Govt to impose gas levy on feed stock
The government is contemplating to impose a gas levy on feed stock (projected to generate Rs50billion annually). Through this increase, the government may opt to fund some part of the subsidy cost. Additional revenue generated through this levy will be utilised in Liquid Natural Gas (LNG) and Pakistan Iran (PI) Gas Pipeline projects.

Improvement in capacity utilisation
The current requirement of gas for fertiliser manufacturers on SNGPL network is 240mmcfd. However, they have been facing gas curtailment at an average of 38 per cent since April 2011 forcing some plants to shutdown several times during the year. After implementing KESC based proposal the gas supply is expected to reach 192mmcfd, which will increase the capacity utilisation to 80 per cent of fertiliser companies based on SNGPL network.

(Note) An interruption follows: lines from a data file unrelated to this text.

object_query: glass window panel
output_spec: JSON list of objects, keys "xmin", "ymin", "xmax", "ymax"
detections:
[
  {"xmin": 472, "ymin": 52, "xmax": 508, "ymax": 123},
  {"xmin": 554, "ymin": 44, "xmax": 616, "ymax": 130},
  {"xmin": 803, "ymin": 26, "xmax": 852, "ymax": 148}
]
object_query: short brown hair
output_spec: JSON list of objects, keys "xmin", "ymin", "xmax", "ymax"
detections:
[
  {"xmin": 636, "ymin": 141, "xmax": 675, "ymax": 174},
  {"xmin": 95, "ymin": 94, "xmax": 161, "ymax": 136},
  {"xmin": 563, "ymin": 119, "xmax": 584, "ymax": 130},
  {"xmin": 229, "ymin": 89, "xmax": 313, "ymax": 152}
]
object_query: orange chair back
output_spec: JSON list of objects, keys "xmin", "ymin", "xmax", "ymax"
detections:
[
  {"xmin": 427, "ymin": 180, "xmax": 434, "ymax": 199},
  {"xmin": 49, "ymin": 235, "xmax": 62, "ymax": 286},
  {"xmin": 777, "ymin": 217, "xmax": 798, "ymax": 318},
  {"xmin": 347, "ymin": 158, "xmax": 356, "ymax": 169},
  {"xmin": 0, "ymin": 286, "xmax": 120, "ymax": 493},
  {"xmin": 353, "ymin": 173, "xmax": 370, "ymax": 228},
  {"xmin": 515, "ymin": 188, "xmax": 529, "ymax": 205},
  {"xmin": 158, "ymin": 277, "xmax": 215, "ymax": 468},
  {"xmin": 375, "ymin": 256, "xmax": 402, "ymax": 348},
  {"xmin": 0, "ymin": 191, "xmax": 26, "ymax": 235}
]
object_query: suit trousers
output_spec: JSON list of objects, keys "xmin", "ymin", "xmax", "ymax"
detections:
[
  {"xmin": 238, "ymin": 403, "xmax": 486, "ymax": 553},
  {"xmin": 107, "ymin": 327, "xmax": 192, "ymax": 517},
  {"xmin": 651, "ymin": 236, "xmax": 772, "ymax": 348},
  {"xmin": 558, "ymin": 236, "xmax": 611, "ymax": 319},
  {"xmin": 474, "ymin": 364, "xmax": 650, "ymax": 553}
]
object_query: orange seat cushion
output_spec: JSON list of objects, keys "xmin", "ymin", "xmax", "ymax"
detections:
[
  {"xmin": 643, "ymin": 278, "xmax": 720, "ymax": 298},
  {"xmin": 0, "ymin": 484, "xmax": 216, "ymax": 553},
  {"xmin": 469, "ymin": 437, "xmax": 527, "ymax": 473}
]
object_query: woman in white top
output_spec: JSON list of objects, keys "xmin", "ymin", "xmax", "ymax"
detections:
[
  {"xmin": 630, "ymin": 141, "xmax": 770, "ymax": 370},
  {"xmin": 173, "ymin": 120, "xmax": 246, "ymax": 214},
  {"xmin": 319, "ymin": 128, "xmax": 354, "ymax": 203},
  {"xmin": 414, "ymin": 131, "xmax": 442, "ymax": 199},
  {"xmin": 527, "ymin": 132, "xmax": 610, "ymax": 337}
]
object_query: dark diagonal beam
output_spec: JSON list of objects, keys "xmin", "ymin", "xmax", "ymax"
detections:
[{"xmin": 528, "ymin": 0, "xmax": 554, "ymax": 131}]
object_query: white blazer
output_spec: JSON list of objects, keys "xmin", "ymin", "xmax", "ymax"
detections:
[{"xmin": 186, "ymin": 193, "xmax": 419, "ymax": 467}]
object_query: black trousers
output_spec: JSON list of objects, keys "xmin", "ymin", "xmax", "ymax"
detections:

Beneficiaries of govt measures
In terms of who benefits from KESC proposal, we think that ENGRO’s new plant would, as it has been forced to shut down several times compared to other fertiliser companies on Sui Network, said Shahbaz Ashraf at AHL, adding that this would also help in diluting investors concerns regarding the company’s ability to service its debt promptly. On a larger scale this will lead to low urea imports and would address the concerns of farmers as price pressure would ease. However, plants operating on the Mari Network (FATIMA and FFC) will continue to benefit from rising urea prices.